Lock the Lachlan [poem by Jack Moses]

[Editor: This is a poem from Beyond the City Gates: Australian Story & Verse (1923) by Jack Moses.]

Lock the Lachlan

Billo Jones once said to me, “Now wouldn’t it be grand
If they’d only lock the Lachlan and irrigate the land.
They have the soil and climate, and the water fresh and free,
Yet they fold their arms and let it bolt, to tumble in the sea.
’Taint no good to Gundy to see the fluid go,
When you’re cockyin’ and battlin’ and live on what you grow.
They ought to block the river and give the stream a show,
Yard it at Wyangala and regerlate the flow;
Then you’d see the fertile valley very quickly blossom out,
And years of ‘full and plenty’ where you’d never feel a drought;
You’d see the cattle feedin’ in the clover on the plain,
The orchard and the jumbuck, and the silos filled with grain.
If you thought of starving millions, it would cut you to the bone,
When you know that ‘Granny Lachlan’ could feed ’em on her own.
If you want to help the cocky, the factory and the mill,
Bottle up the silver liquid — don’t let it slip and spill;
Then you’ll find the Aussie ready, when you’ve got the ground to give —
He only wants a decent deal and a fightin’ chance to live.
We should lock the river waters, it’s good to hold them by,
To help you round the corner when things are looking dry.
’Tis hard to beat the Lachlan; I’ve seen ’em raise their meat,
Above the gold and silver, in the paddock with the wheat.
There’s the kookaburra laughin’ in that clump of swampy oak,
He’s like the politician — just treats it as a joke.
Hear the butcher bird and maggie, don’t they make the ranges ring,
Early in the morning when they knuckle down to sing.
But we’ gotter get to business and just ‘Yacka’ with a will,
Then we’ll damn soon lock the Lachlan — that’s the dinkum oil,” said Bill.



Source:
Jack Moses, Beyond the City Gates: Australian Story & Verse, Sydney: Austral Publishing Co., 1923, pages 128-[128a] (the last part of the poem is on an unnumbered page, with a photograph, placed between pages 128 and 129)

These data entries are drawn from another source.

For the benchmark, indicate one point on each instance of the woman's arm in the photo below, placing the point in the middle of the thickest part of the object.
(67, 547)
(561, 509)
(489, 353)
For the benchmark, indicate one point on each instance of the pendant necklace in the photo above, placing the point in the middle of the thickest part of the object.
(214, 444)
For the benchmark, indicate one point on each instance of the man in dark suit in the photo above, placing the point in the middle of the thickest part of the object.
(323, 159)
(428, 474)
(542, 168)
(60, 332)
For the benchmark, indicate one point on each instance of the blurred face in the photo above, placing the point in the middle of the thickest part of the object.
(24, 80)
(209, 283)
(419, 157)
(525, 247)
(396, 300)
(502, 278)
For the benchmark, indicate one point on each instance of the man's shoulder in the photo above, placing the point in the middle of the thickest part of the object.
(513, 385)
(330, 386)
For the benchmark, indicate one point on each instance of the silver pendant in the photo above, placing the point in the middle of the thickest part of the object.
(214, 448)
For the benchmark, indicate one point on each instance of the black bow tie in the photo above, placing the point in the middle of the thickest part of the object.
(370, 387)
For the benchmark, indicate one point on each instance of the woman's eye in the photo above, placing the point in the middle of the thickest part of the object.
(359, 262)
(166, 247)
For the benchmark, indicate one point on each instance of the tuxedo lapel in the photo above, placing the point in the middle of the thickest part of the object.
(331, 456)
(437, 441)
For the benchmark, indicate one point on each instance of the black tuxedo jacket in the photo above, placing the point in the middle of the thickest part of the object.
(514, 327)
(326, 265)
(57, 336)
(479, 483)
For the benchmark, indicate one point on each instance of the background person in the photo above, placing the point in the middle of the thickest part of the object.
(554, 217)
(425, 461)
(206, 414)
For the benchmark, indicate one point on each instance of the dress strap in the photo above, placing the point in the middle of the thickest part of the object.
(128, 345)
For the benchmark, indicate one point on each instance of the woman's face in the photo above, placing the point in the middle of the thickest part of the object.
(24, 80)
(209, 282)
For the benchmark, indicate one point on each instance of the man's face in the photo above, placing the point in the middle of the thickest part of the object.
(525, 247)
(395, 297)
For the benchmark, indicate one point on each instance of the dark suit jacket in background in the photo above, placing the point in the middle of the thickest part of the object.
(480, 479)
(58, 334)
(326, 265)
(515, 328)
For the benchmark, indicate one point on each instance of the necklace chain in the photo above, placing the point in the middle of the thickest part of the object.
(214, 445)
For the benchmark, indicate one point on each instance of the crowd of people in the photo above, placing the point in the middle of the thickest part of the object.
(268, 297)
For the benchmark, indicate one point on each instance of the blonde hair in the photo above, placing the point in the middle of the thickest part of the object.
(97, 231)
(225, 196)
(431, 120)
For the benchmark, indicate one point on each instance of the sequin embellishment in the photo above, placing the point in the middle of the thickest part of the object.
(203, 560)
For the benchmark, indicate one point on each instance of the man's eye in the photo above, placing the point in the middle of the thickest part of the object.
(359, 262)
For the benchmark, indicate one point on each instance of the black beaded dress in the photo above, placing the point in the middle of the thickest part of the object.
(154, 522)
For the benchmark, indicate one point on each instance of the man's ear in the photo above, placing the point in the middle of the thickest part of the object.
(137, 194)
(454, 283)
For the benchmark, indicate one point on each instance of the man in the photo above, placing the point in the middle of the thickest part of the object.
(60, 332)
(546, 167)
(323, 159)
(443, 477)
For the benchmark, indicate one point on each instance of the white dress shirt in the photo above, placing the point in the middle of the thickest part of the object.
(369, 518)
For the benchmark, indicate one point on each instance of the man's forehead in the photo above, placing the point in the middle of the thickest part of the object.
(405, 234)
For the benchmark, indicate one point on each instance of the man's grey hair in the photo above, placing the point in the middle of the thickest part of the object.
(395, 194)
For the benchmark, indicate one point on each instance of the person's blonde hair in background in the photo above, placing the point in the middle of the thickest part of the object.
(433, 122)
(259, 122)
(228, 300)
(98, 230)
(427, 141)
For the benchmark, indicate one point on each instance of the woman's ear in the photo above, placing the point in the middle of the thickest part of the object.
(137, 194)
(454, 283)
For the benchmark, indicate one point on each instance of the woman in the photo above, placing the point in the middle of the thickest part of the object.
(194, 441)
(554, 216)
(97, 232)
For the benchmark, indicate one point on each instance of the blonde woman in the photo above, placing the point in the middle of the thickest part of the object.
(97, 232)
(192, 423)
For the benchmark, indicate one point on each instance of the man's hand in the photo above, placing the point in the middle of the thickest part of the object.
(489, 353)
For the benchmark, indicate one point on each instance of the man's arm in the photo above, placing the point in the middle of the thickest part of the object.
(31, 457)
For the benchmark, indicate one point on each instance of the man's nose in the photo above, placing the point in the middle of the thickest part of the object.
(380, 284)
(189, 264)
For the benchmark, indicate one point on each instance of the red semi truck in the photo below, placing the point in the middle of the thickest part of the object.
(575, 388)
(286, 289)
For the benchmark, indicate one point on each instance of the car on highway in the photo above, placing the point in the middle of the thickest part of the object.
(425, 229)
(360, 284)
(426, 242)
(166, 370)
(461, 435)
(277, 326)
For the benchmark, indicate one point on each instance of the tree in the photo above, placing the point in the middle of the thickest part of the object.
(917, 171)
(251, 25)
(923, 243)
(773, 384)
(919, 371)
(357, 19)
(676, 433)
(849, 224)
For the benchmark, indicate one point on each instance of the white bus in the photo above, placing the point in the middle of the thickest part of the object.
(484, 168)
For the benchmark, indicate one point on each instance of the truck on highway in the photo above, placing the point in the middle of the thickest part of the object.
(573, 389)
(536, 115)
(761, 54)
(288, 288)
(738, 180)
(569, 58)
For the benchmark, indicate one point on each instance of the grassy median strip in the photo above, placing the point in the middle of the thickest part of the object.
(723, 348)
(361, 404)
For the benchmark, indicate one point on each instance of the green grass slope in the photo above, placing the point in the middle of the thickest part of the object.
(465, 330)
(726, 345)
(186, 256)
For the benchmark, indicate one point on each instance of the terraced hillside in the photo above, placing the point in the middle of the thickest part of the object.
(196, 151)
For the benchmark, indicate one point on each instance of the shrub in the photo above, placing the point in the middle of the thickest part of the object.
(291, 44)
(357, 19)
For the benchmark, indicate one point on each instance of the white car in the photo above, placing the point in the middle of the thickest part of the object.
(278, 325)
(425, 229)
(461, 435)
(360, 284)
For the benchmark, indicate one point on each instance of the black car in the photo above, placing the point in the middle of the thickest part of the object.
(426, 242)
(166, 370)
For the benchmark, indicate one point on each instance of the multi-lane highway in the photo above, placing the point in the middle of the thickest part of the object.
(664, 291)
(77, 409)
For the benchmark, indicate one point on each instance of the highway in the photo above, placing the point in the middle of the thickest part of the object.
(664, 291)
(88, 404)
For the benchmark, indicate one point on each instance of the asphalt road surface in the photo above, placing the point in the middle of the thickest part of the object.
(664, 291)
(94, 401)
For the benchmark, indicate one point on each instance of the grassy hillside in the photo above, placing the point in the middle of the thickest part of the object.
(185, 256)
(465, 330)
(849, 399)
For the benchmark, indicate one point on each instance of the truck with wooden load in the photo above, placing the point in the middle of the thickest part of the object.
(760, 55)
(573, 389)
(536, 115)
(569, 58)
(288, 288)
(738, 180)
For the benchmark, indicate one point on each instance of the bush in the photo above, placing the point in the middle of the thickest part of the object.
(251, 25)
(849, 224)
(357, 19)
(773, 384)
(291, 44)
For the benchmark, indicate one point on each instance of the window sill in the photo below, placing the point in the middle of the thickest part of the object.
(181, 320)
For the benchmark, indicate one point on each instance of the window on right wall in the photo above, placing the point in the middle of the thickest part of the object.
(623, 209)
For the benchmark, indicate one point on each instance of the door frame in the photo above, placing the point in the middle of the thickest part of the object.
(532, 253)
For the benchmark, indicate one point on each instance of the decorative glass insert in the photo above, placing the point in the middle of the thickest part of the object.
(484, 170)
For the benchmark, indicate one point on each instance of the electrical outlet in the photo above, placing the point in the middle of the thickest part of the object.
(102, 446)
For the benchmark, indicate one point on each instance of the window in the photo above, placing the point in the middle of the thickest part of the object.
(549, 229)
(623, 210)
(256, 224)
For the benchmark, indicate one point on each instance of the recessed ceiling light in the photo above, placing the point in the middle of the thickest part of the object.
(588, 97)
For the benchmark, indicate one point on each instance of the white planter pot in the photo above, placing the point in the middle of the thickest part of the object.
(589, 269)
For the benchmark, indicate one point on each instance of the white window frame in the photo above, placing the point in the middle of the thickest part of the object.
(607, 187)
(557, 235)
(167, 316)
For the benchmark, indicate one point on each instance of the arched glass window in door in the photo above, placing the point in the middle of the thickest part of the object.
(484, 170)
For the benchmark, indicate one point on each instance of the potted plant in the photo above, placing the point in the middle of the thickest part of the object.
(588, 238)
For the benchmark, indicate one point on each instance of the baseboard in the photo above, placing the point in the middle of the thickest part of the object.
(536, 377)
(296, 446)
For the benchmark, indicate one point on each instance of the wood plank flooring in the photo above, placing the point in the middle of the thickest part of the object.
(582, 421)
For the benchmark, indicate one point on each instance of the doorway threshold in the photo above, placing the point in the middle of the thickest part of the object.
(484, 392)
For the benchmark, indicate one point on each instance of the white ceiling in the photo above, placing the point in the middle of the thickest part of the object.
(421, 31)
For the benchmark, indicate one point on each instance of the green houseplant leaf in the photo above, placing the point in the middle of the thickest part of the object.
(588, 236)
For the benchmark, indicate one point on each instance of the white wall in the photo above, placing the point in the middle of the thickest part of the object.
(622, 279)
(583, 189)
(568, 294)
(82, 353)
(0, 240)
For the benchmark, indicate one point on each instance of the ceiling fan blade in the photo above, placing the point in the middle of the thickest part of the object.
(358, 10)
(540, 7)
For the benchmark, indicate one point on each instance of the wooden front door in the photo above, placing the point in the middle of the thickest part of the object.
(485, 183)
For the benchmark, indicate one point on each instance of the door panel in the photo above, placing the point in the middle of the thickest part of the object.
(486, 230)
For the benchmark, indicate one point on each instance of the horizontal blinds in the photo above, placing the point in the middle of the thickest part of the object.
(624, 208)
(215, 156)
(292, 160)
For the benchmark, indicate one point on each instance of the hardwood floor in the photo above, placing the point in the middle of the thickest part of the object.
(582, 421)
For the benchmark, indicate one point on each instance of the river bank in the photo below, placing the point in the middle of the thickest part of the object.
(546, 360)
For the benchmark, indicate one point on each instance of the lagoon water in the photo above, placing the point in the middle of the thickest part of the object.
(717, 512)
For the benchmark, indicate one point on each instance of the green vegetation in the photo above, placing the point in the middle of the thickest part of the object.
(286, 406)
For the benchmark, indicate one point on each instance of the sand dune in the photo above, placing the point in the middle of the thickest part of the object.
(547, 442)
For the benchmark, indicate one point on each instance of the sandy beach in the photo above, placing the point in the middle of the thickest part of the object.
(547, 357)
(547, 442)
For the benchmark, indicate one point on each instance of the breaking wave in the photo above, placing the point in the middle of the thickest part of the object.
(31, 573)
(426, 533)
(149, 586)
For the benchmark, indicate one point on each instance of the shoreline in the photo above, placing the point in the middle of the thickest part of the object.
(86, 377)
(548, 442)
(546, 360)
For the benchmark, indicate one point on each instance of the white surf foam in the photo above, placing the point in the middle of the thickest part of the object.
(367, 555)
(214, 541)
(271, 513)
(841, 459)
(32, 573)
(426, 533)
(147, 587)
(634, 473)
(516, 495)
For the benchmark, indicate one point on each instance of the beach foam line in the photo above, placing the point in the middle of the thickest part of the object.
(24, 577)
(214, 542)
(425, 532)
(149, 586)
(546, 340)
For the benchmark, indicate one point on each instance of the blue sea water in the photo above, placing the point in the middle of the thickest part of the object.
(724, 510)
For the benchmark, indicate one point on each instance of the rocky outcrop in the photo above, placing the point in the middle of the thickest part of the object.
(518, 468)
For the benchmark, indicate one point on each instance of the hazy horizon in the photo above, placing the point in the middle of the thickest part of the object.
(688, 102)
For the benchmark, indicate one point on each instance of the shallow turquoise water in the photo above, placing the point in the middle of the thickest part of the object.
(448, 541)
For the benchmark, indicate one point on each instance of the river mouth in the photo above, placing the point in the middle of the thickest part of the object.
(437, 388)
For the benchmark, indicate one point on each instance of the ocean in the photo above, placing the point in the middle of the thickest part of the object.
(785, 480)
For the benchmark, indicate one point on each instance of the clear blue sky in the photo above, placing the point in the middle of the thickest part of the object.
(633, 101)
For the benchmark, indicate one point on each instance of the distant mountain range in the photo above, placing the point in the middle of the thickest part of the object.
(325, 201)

Also published (with various differences) in:
The Hillston Spectator and Lachlan River Advertiser (Hillston, NSW), 19 January 1923, p. 7

Editor’s notes:
Gundy = Gundagai (a town in New South Wales)

yacka = work (also spelt “yacker”, “yakka”, “yakker”)

Vernacular spelling in the original text:
battlin’ (battling)
cockyin’ (cockying)
’em (them)
feedin’ (feeding)
fightin’ (fighting)
gotter (got to)
laughin’ (laughing)
regerlate (regulate)
we’ (we’ve)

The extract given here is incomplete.